Slovak ice hockey player and coach

Eduard Hartmann (born 5 June 1965 in Skalica, Czechoslovakia) is a Slovak ice hockey coach and former international ice hockey goaltender. He is the elder brother of ice hockey forward Richard Hartmann.

==Playing career==

===Club===
Eduard Hartmann is known primarily for his membership at the HK Dukla Trenčín, with which he won the 1993–94 season championship title. He played for HK Dukla Trenčín from 1986 to 1994 with the exception of the 1991–92 season when he was at the HC Kometa Brno. After one season with the German Eisbären Berlin in the 1994–95 season, Hartmann returned to his home club. Finally, he played for HK Spišská Nová Ves between 1996 and 1998.

===International===
He took part at the 1994 Winter Olympics in Lillehammer, Norway, where his national team ranked at 6th place. In the same year, the national team was successful with him at the World Cup to advance to the Division B from the Division C after defeating Kazakhstan, Ukraine and Belarus.
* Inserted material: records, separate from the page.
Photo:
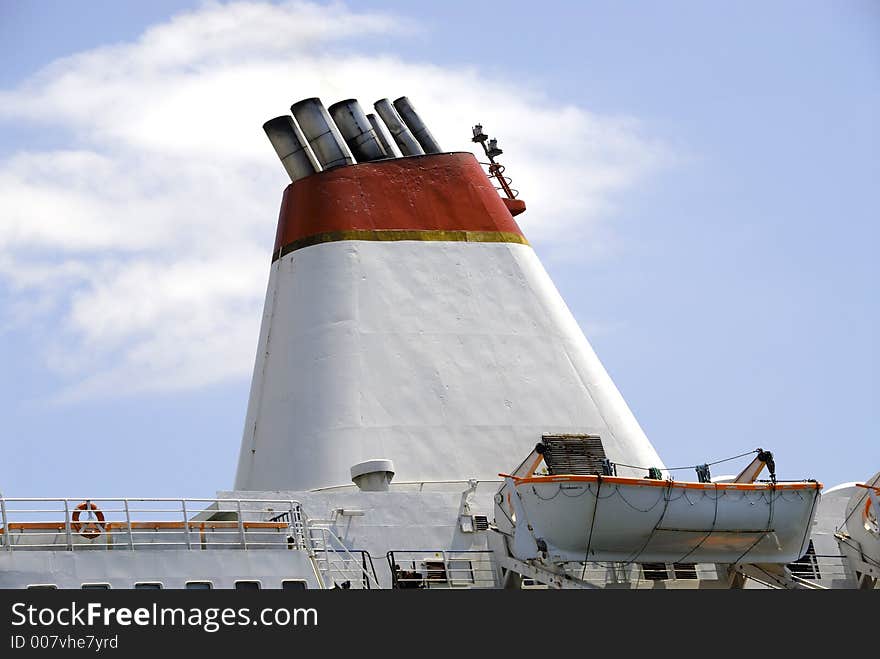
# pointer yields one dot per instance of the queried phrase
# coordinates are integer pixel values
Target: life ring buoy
(872, 524)
(89, 529)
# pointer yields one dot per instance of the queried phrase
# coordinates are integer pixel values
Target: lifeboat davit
(564, 517)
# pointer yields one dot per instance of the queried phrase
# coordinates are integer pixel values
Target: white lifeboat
(594, 517)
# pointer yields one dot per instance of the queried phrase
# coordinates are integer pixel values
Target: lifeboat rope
(711, 529)
(666, 492)
(707, 464)
(592, 523)
(763, 535)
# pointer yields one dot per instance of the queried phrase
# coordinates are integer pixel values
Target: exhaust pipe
(321, 133)
(408, 144)
(381, 133)
(416, 125)
(357, 130)
(290, 147)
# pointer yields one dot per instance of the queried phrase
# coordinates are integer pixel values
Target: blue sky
(702, 184)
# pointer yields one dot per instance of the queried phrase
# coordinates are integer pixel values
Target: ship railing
(442, 569)
(70, 524)
(340, 566)
(817, 568)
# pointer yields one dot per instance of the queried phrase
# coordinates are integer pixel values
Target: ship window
(684, 570)
(460, 571)
(435, 571)
(655, 571)
(807, 566)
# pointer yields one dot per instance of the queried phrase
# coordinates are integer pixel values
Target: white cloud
(145, 236)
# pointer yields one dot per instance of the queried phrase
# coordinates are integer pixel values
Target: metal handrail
(340, 549)
(122, 524)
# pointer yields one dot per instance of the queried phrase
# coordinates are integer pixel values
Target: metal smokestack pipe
(384, 138)
(408, 144)
(357, 130)
(322, 134)
(283, 134)
(416, 125)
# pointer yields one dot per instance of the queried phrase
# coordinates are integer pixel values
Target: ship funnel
(381, 133)
(290, 147)
(322, 133)
(414, 122)
(357, 130)
(407, 317)
(408, 144)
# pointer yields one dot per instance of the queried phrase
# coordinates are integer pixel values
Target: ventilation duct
(357, 131)
(414, 122)
(321, 133)
(408, 144)
(382, 134)
(290, 147)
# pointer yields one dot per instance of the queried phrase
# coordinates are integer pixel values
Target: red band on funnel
(436, 197)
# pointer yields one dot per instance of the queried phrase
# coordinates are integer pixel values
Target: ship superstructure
(413, 349)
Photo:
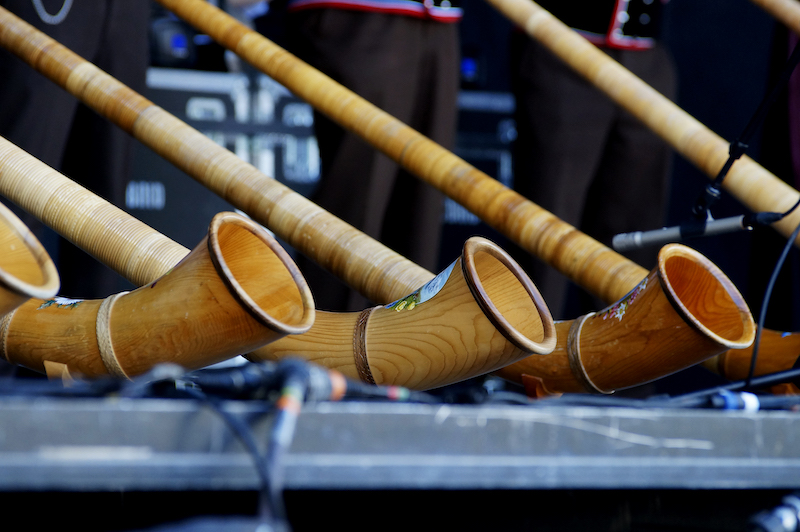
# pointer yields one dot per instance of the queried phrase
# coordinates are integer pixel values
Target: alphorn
(236, 291)
(210, 164)
(585, 261)
(378, 272)
(749, 182)
(686, 309)
(784, 352)
(487, 313)
(26, 269)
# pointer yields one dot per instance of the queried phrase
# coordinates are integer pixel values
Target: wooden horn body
(375, 271)
(782, 350)
(685, 311)
(478, 315)
(747, 181)
(26, 270)
(235, 291)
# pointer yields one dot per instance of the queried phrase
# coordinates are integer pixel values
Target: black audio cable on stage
(704, 224)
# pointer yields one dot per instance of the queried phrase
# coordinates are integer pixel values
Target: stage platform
(509, 464)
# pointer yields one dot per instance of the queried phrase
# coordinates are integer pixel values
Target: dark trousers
(408, 68)
(584, 159)
(50, 124)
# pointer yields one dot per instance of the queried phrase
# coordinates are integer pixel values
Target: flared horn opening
(508, 297)
(26, 269)
(705, 296)
(265, 279)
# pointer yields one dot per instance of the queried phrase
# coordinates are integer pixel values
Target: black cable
(737, 148)
(767, 296)
(267, 504)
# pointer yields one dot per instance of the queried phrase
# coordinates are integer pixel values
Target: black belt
(635, 18)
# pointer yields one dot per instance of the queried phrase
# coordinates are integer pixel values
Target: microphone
(710, 227)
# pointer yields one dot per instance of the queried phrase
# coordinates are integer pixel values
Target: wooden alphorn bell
(376, 271)
(237, 290)
(26, 270)
(685, 309)
(317, 343)
(255, 194)
(585, 261)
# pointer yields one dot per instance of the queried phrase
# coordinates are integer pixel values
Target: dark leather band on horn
(574, 355)
(360, 346)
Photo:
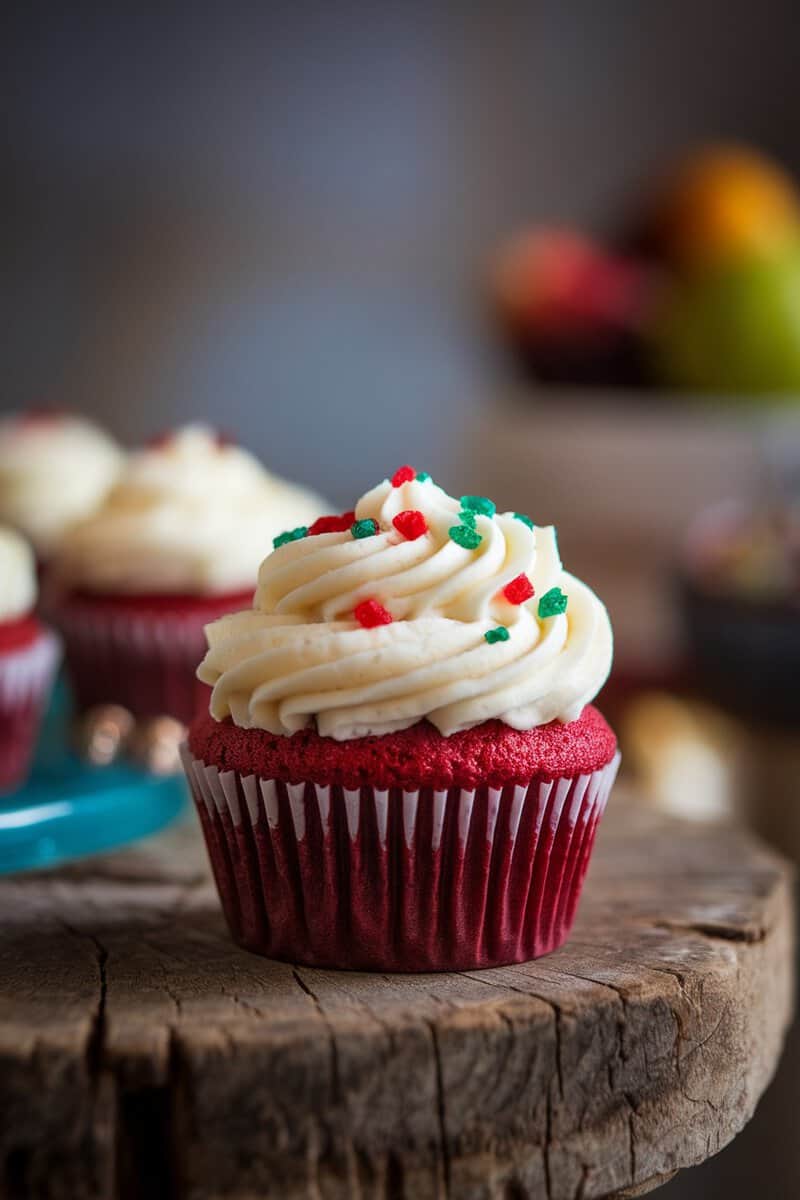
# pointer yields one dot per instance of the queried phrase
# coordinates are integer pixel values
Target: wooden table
(143, 1055)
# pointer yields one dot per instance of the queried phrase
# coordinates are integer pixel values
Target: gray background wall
(277, 215)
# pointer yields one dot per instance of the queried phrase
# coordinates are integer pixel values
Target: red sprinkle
(332, 525)
(518, 591)
(410, 523)
(371, 613)
(403, 475)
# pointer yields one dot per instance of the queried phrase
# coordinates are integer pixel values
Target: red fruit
(558, 285)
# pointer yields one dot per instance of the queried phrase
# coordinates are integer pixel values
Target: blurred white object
(55, 468)
(689, 759)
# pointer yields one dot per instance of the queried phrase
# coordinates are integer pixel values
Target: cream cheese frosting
(452, 633)
(17, 576)
(54, 469)
(191, 515)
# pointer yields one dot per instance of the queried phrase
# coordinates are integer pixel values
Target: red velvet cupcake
(401, 769)
(174, 546)
(29, 657)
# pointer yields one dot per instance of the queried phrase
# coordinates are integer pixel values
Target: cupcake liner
(397, 880)
(144, 660)
(25, 678)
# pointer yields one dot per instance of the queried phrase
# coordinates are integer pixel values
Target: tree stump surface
(142, 1054)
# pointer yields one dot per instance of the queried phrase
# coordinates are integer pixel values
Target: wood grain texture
(142, 1054)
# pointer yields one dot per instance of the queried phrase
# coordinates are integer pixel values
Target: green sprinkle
(289, 535)
(463, 535)
(552, 603)
(479, 504)
(497, 635)
(366, 528)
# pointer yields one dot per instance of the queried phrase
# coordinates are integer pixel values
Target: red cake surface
(16, 635)
(416, 757)
(163, 603)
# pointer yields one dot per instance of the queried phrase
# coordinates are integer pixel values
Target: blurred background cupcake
(55, 468)
(29, 655)
(175, 545)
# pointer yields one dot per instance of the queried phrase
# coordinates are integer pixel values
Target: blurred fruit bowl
(701, 293)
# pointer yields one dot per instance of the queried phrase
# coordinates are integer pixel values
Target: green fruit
(734, 328)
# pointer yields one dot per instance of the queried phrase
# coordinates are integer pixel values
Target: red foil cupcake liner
(396, 880)
(25, 679)
(144, 659)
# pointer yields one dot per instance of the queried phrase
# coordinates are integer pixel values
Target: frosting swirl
(17, 576)
(447, 636)
(54, 469)
(192, 515)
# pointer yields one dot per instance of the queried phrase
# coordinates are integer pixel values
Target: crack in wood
(570, 1077)
(444, 1143)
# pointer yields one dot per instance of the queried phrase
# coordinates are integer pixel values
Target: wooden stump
(142, 1054)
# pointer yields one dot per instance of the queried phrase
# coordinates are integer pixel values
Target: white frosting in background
(17, 576)
(54, 469)
(299, 655)
(191, 515)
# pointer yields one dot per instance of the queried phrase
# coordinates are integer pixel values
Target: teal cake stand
(68, 809)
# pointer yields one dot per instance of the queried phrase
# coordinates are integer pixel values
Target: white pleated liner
(26, 675)
(271, 893)
(175, 636)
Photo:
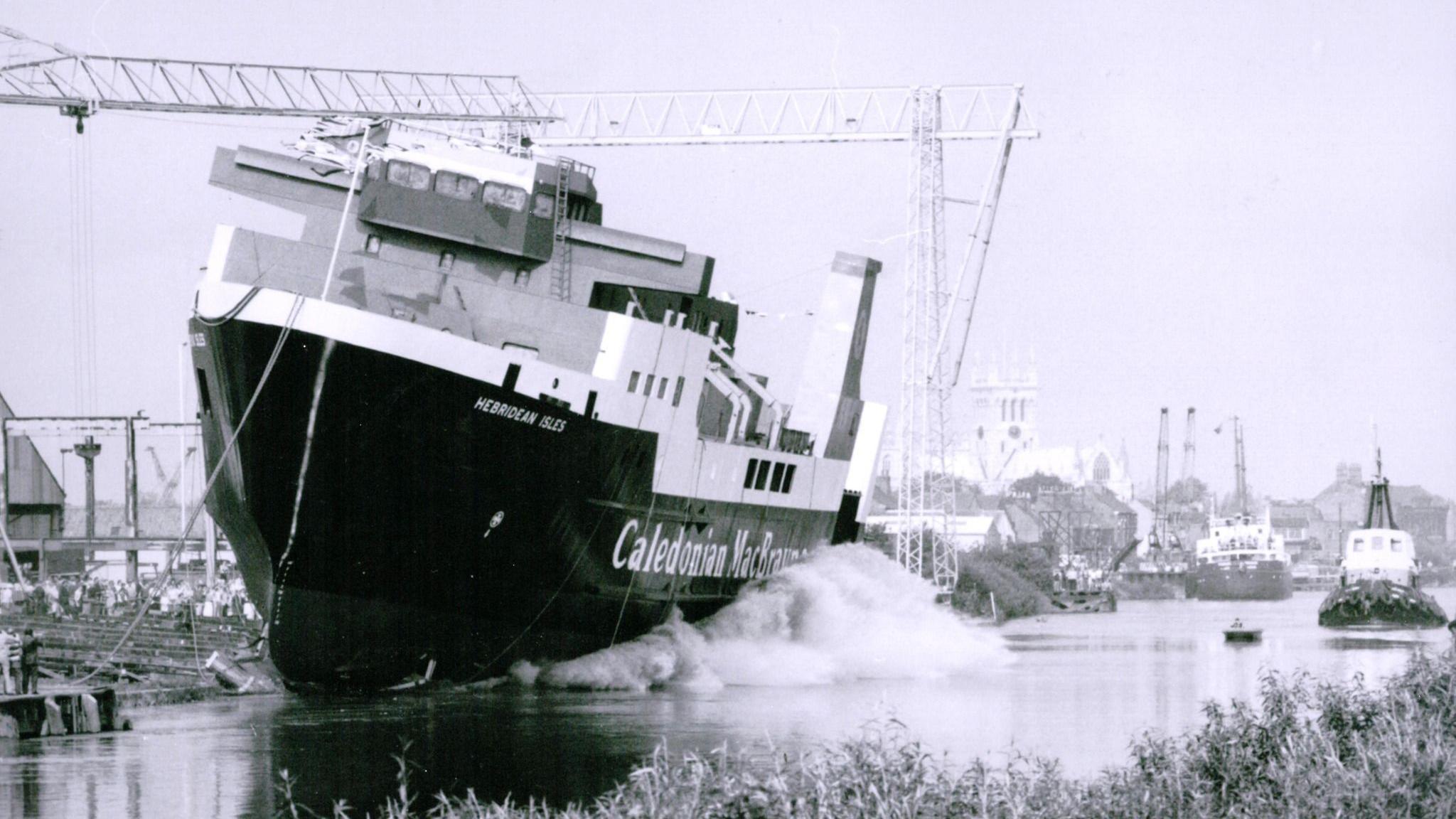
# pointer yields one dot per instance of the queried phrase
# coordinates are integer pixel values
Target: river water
(800, 663)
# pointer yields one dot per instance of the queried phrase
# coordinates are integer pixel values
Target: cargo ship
(1239, 560)
(462, 422)
(1379, 582)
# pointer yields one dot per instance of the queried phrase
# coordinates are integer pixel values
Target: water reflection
(1081, 687)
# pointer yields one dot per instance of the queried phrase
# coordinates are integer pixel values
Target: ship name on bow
(522, 414)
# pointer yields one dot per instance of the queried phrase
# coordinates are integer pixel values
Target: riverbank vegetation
(1018, 579)
(1305, 749)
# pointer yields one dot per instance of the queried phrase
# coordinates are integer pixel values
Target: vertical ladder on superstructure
(561, 245)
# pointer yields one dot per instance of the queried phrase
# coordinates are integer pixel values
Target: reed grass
(1307, 749)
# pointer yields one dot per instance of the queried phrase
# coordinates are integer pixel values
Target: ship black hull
(1264, 580)
(437, 531)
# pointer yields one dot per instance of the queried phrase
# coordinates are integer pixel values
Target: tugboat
(1378, 574)
(1241, 559)
(459, 422)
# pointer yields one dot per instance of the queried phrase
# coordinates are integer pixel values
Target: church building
(999, 442)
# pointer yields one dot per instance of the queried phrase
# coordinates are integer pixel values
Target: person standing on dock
(9, 645)
(29, 662)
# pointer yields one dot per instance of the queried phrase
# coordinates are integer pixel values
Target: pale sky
(1246, 208)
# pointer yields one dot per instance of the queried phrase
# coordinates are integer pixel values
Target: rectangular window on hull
(410, 176)
(204, 398)
(505, 197)
(456, 186)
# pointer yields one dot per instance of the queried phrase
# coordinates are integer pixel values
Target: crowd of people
(69, 598)
(19, 662)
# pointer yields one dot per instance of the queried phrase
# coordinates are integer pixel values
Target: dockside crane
(1160, 535)
(1190, 454)
(169, 484)
(938, 308)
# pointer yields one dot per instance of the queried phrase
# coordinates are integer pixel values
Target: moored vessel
(1379, 582)
(464, 423)
(1241, 559)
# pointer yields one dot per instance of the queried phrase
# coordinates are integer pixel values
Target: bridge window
(456, 186)
(410, 176)
(508, 197)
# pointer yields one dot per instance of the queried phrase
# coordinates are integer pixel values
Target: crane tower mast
(1190, 454)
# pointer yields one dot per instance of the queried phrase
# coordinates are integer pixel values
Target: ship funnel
(828, 401)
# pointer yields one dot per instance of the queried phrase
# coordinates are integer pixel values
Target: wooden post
(132, 499)
(210, 541)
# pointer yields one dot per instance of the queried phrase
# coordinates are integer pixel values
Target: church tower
(1004, 408)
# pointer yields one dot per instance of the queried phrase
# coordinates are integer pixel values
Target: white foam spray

In total, he capped 41 times for the national team.

==Coaching career==
After retiring from active playing career, he served in various posts at the HK Dukla Trenčín as coach of the junior team and manager of the youth team. In the 2008–09 season, he was appointed chairman of the board and general manager of the club. Hartmann appeared also regularly on the television channel STV as commentator for ice hockey games. Currently, he is serving as assistant coach of the Turkey women's and the head coach of the men's and men's U-20 national teams.